A large population of India’s UHNWI & HNI have foreign real estate in their portfolios. London, Dubai, USA, Singapore, Australia, Europe and South Africa continue to be the preferred destinations for international real estate investments.
In 2014, Indian buyers dropped $7.9 billion in the United States and spent over GBP 1 billion in London on luxury homes. Indians have invested more than $2 billion in the Dubai real estate through 3,017 transactions in the first half of 2015.
Indians having business interest, pursuing professional careers abroad or having children studying abroad are majorly looking for a second home. They are attracted by stable currency, cheaper prices, lower taxes, attractive yields and capital gains on their investment. Moreover, the Reserve Bank of India (RBI) doubled the Liberalised Remittance Scheme (LRS) for resident individuals to $250,000 per person, per year, in February 2015. This has definitely boosted the demand for foreign markets.
How has been the journey of Sotheby’s International Realty in India so far? What is the target and expansion plans for the next 12 months?
North India Sotheby’s International Realty began its operations in November 2014 with their first office in New Delhi to cater the needs of Indian HNIs for their domestic as well as global requirements in the luxury residential real estate space. We have focused on marketing premium residential properties in South Delhi, Lutyen’s Delhi, Gurgaon, Chandigarh, Rishikesh, Dehradun through our existing network and worked closely with well-established developers for their upcoming luxury residential projects.
The team comprises ex-bankers, luxury sector veterans and real estate professionals having decades of work experience in large corporations in the Indian market ranging from real estate advisory, wealth management and luxury brands.
We wish to set up more offices in Gurgaon, Noida, Chandigarh and Jaipur and find opportunities with other Sotheby’s International Realty affiliate offices in Dubai, USA and Australia to have an exclusive India desk in these countries.
What are your expectations from the union budget 2016? How important is the real estate (regulation and development) bill for luxury real estate sector in India?
With the real estate sector not performing as expected, there have been many hopes on the union budget 2016 to introduce policies that may help the sector recover. In order to protect home buyers from project delays, the budget should focus on providing financial security to these buyers. The tax exemption benefits should also be revised in favour of these buyers.
The budget should focus on allocating more funds in infrastructure development. This will definitely boost the demand for luxury developments, which are coming up.
Recently, the government approved changes to the Real Estate (Regulation and Development) Bill to regulate the country’s property market, protect the interest of consumers from errant developers and ensure timely execution of projects. This will definitely lead to improvement in the luxury real estate sector as well.

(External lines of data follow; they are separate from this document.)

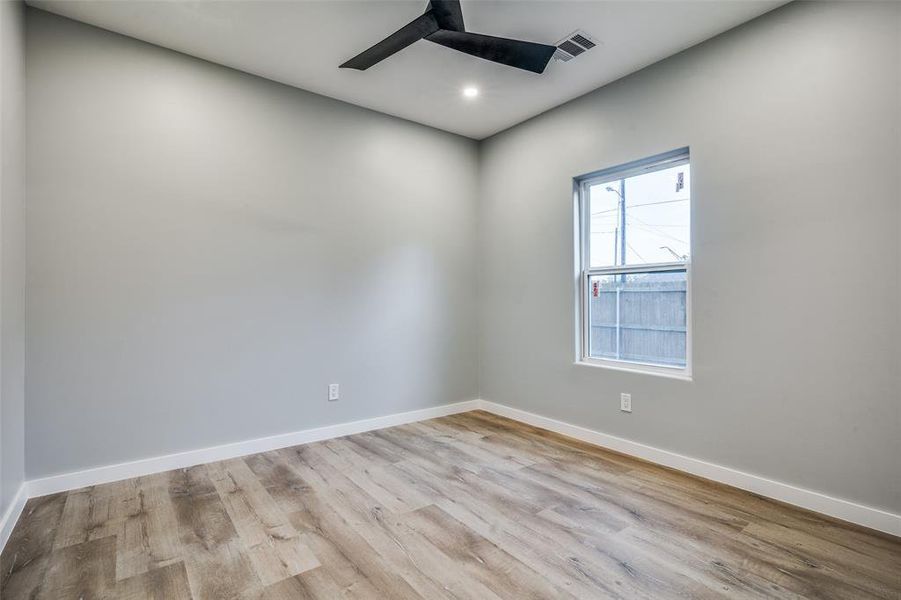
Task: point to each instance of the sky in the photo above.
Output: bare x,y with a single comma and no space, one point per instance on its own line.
657,217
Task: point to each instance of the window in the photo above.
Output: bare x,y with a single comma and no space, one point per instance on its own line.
634,264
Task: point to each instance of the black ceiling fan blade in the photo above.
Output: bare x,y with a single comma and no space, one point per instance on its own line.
448,14
530,56
413,31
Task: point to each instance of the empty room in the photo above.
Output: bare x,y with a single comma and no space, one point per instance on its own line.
450,299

There must be concerns about project delays. Do you foresee a single window approval system anytime soon?
To ensure projects are completed on time, it is extremely important to have a single window mechanism in place as it will facilitate developers to obtain permissions in a simplified, timely and rationalized manner. Such a system would also usher accountability and transparency into the market, which inadvertently would boost consumer sentiment and demand in the market.
Currently, the government is in favour of approving this mechanism but has not fixed a timeline for implementation of the system. The ministry however is hopeful that some states would take the lead and approve this single window clearance system very soon.
Moreover, according to the real estate bill, in order to protect the buyer from project delays, the promoters will have to deposit 50% of the amounts realized from buyers in a separate bank account within 15 days. If the bill is cleared, buyers will be able to claim refund with interest and compensation if promoters fail to deliver projects in time.